Galactic North is a good short story collection that's totally worth reading. A lot of the short stories tie into the RS universe, but they are fine if you don't read it.

Blue Remembered Earth is iffy to me. I enjoyed it and many of the concepts, but the characters were boring and the plot felt almost tacked on. If the second and third book in this trilogy go somewhere, it could make this book better by proxy, but I'd wait to see what people say about the second book before you bother with this one.

angel opportunity
Sep 7, 2004

Total Eclipse of the Heart

Lex Talionis posted:

Well, I just listed some literary fantasy in the recommendation thread, so I guess I'm all warmed up for literary science fiction.

This huge effort post was the last post on a page and went very under appreciated. I'm around 100 pages into Book of the New Sun by Gene Wolf. I really like it so far, even if I have very little idea where it is headed or will end up.

angel opportunity
Sep 7, 2004

Total Eclipse of the Heart

General Battuta posted:

If any of you are into short fiction I have a piece up on Strange Horizons, one of my favorite pro markets. Even comes with a podcast!

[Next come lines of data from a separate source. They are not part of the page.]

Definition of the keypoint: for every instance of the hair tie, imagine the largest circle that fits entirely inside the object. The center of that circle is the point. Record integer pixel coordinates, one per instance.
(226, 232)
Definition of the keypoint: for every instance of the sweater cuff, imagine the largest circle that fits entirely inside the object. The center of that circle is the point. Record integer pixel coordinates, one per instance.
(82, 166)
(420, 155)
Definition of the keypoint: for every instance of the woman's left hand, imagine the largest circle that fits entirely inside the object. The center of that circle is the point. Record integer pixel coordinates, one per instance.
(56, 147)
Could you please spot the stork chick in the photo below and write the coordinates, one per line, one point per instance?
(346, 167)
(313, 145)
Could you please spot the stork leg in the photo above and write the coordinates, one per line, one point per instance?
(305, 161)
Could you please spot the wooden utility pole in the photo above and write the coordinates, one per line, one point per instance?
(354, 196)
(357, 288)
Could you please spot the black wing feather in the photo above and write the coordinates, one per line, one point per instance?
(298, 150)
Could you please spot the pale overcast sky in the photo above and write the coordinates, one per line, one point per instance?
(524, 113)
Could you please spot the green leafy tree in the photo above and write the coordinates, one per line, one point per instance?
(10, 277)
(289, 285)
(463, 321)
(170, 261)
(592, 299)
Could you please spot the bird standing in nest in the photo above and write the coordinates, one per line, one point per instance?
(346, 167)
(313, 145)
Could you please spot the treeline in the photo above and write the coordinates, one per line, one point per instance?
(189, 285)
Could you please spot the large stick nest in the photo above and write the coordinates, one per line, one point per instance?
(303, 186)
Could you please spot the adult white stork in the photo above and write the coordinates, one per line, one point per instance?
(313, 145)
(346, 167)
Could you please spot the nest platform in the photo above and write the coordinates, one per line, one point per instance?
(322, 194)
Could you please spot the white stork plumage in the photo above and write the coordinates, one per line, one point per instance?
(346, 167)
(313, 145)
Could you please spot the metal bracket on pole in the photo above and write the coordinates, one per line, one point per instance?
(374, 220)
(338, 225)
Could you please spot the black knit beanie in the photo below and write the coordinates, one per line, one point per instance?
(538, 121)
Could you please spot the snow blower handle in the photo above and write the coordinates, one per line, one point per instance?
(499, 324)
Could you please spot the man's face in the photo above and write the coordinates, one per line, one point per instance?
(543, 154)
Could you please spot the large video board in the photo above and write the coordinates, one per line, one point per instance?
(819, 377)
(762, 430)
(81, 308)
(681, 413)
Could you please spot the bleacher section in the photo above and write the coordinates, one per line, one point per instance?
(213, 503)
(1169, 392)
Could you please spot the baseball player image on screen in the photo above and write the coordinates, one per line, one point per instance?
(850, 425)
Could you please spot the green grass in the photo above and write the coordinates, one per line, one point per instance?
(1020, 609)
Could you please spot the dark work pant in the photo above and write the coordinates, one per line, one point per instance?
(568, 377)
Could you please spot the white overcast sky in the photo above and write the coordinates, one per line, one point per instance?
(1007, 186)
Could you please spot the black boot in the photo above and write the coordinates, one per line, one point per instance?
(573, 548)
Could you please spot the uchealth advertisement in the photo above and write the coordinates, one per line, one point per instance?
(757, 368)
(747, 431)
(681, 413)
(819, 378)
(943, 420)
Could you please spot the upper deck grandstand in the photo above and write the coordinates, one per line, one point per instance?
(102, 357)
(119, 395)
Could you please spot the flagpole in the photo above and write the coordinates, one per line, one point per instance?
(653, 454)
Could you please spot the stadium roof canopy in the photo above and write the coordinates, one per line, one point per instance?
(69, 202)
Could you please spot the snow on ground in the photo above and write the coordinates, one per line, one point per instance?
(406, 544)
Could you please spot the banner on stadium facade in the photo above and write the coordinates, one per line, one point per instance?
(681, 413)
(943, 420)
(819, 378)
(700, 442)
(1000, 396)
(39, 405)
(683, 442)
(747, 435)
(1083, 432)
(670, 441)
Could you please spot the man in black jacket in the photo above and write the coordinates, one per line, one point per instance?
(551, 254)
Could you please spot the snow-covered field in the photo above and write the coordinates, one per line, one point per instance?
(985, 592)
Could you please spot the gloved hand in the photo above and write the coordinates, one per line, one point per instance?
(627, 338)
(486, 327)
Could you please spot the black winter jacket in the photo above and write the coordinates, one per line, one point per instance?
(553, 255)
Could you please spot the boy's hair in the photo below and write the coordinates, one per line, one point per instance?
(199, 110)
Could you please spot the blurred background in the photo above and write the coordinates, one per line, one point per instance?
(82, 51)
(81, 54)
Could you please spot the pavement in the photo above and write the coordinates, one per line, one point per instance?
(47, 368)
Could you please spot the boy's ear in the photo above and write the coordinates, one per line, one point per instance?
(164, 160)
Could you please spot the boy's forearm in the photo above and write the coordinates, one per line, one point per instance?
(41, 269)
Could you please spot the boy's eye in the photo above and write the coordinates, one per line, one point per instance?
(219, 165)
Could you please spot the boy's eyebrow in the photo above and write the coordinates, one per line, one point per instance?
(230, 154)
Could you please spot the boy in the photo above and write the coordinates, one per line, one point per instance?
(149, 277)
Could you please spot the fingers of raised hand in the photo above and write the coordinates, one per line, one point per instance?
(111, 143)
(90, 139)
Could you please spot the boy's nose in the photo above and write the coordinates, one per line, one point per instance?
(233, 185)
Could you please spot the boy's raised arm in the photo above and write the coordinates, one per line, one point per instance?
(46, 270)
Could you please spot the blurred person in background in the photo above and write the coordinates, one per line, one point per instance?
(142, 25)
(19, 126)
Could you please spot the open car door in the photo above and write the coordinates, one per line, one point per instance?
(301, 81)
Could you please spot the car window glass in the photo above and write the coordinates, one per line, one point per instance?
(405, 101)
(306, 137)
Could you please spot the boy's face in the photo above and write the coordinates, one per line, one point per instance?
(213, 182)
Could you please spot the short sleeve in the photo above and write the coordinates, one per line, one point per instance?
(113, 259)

Congrats on getting published in Strange Horizons. I know you aren't really asking for a crit, but I thought I'd give some impressions anyway:

This premise reminded me a bit of Ted Chiang's The Story of your Life. I have been seeing a lot of premises like this lately. In Strange Horizons, just a week or two ago, there was the story about the woman experiencing days out of order. Your twist on it was original enough that I didn't mind the similarities; I enjoyed the characters and the gradual reveal of Hayden's godhood. Keeping the beer cold was a unique and effective method of introducing how Hayden was a god and what it meant. The ending worked for me mostly because it showed that Naveen was probably most interested in Hayden the god and not Hayden the person, which was a clever touch.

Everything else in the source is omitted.